Surgical treatment (shunts compared with devascularisation) for preventing variceal rebleeding due to schistosomiasis of the liver and spleen
Schistosomiasis (‘bilharzia’ or ‘snail fever’) is a water-borne disease caused by parasites known as blood flukes. Blood flukes are released by fresh water snails and penetrate the skin of humans (swimmers and others in close contact with water). Here, they migrate into the venous circulation, settling in various typical sites such as the gut, the urinary bladder, and the liver, where they cause local inflammation. In the liver, they result in Symmer’s pipe-stem periportal fibrosis, with the consequent complication of increased portal blood pressure. Infected people may develop varices (enlarged blood vessels within the wall of the oesophagus and stomach). Bleeding from these varices is not uncommon and can result in death. Although several methods exist to stop the initial bleeding, it may recur with the same risk of death as during the initial bleed without further treatment.
The first-line treatment to prevent variceal rebleeding is with medications (non-selective beta-blockers to lower the portal blood pressure) combined with endoscopic method (use of a long tube fitted with a camera to locate and close the varices with elastic bands). This involves repeated treatment sessions, hence treatment success is heavily dependent on patient compliance, which in low income countries may be adversely affected by eco-social factors such as transport costs.

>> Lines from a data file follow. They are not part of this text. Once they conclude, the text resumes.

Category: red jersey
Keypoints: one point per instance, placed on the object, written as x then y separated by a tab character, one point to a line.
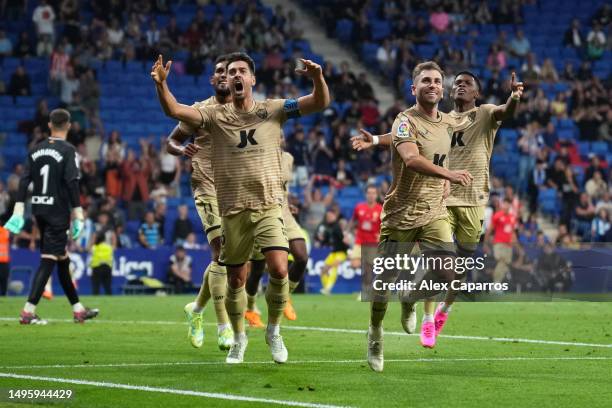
504	227
368	223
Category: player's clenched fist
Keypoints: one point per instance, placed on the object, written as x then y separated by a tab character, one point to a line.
159	72
309	69
462	177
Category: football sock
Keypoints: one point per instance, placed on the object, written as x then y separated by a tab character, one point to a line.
251	302
78	307
40	280
204	293
277	294
293	285
218	287
377	313
63	271
29	308
235	304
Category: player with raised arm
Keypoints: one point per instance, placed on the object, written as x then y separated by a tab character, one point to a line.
246	164
52	167
214	283
414	208
471	149
298	254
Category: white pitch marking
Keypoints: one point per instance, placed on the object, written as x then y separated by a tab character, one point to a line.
352	331
347	361
215	395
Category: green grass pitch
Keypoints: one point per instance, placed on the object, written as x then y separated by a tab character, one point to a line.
142	342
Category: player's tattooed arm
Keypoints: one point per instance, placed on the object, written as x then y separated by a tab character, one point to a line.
319	99
175	143
366	140
503	112
169	104
409	152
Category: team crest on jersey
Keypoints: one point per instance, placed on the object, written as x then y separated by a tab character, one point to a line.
262	113
403	130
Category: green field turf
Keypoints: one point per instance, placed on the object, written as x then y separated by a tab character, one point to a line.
143	339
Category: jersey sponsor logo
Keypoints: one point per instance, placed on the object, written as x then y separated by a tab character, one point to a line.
47	152
246	137
43	200
439	159
262	113
457	139
403	130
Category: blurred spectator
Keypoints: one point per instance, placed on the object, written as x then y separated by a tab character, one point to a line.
24	48
496	60
43	18
20	83
6	47
553	270
149	232
502	226
596	186
182	226
102	265
600	228
439	20
548	72
596	42
299	150
135	176
315	205
573	36
179	274
329	234
520	46
584	214
123	240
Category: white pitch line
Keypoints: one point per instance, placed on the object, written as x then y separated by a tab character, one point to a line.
227	397
354	331
347	361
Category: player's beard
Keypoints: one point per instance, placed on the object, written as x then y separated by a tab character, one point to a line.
222	91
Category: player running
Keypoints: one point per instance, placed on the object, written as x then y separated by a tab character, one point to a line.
414	208
246	164
298	253
471	149
214	283
53	169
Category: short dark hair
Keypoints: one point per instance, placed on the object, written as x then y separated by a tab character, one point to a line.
472	75
424	66
221	58
241	56
59	118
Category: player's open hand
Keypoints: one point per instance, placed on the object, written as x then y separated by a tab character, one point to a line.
309	69
516	87
159	72
362	142
462	177
190	150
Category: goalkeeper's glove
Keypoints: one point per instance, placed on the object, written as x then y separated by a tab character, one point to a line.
16	222
77	222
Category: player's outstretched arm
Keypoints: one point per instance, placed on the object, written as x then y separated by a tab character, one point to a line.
175	143
185	113
366	140
503	112
319	98
409	152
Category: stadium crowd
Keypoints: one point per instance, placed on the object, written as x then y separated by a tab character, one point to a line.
120	185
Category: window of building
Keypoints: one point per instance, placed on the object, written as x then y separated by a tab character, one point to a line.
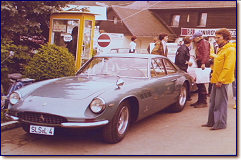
169	67
157	68
188	18
175	20
203	20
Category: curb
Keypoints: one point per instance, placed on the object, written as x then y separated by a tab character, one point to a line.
9	125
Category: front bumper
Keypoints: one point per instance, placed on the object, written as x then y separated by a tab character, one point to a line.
67	124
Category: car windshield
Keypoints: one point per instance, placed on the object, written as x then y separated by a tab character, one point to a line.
117	66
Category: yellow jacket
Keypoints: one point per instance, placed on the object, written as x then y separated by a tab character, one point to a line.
224	64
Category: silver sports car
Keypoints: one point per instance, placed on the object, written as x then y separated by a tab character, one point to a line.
110	91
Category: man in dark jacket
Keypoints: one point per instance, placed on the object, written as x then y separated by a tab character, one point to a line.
183	55
202	58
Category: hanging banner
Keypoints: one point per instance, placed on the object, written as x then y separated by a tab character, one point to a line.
206	32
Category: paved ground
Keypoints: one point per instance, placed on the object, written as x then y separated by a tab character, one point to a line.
161	134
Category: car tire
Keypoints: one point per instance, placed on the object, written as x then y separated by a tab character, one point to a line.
182	99
116	130
25	127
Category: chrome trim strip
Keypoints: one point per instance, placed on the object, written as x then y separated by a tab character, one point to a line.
85	124
12	117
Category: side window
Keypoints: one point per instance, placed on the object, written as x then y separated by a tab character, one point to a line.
157	68
169	67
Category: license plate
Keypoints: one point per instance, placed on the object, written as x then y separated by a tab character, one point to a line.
41	130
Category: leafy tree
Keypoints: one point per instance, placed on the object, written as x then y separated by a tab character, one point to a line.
27	18
51	61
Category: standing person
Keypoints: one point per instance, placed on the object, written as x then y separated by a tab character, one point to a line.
202	58
183	56
160	45
149	48
133	45
223	75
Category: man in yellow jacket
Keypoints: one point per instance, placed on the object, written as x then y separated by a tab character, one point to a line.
222	76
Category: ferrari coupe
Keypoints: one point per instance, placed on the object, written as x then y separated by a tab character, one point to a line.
109	92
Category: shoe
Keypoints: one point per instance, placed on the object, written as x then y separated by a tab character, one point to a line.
189	99
205	125
201	105
212	129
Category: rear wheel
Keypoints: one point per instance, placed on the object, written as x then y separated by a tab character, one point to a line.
116	130
25	127
182	99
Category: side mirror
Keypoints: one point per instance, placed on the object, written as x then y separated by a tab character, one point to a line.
119	83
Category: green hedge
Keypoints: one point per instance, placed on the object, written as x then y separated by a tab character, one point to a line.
14	64
49	62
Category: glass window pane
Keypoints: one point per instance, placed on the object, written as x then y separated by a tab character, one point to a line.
169	67
175	20
65	34
203	19
87	39
157	68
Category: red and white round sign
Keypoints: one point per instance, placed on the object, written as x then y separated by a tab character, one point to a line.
103	40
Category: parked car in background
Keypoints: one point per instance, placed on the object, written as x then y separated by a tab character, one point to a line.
16	82
110	91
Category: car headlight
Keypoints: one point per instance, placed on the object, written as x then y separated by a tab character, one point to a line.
97	105
14	98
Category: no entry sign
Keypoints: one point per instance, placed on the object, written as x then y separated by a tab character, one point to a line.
103	40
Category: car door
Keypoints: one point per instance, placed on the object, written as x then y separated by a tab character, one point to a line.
160	85
172	77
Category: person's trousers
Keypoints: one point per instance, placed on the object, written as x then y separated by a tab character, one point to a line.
234	89
217	116
202	93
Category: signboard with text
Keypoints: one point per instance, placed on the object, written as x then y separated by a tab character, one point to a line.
206	32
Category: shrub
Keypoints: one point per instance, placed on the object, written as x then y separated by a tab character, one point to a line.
49	62
14	64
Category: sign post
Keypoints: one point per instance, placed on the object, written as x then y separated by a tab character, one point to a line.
104	40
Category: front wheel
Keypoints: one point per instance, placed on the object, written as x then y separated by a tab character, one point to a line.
182	99
115	131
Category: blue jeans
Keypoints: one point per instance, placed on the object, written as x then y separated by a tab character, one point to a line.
217	116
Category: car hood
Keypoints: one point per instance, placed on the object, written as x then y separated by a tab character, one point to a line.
68	97
75	88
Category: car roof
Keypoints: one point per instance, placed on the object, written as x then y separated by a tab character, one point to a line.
130	55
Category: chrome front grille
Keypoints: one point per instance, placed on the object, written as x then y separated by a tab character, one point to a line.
41	118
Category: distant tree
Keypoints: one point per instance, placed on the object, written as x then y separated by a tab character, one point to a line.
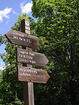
58	30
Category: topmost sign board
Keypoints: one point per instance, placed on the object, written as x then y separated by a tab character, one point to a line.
23	39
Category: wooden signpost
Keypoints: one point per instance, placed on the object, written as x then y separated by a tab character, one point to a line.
32	75
23	39
33	58
26	56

Surgery is an alternative treatment option. There are two broad surgical categories to decrease the risk of repeat bleeding from varices: these are either shunts (a channel that diverts all or part of the bloodstream from the liver to the general blood circulation) or devascularisation surgery (disconnection of the enlarged blood vessels in the walls of the oesophagus and stomach). Either treatment may be performed as a once-off procedure to prevent variceal rebleeding. However, it is not clear which of these treatments offers the best result.
We aimed to determine the benefits and harms of shunts compared with devascularisation in preventing variceal rebleeding due to schistosomiasis of the liver and spleen.
We found two randomised clinical trials (types of studies in which participants are assigned to treatment group using a random method) involving a total of 154 adult participants who received either a non-selective shunt surgery, a selective shunt surgery, or devascularisation surgery. However, the design of both trials was of insufficient quality, as the numbers of trial participants were small, and some participant information was lacking. One of the trials was funded by an institutional grant, and how funding was obtained for the other trial was not clear. We assessed both trials as at high risk of bias.
There were no significant differences in the number of participants who had repeat bleeding, adverse effects of treatment, or deaths between the shunt surgery and the devascularisation group, but participants who had devascularisation were less likely to suffer encephalopathy (disease of the brain due to damage from toxins produced by the liver). Neither of the trials addressed quality of life after treatment.
Given the very low certainty of the evidence due to the way the clinical trials were performed, limited trial data and trial participants, we were unable to determine whether one treatment is better than the other. We suggest that future trials include a sufficient number of randomised participants to be able to obtain meaningful results on patient-relevant outcomes and allow objective comparison of these two surgery types.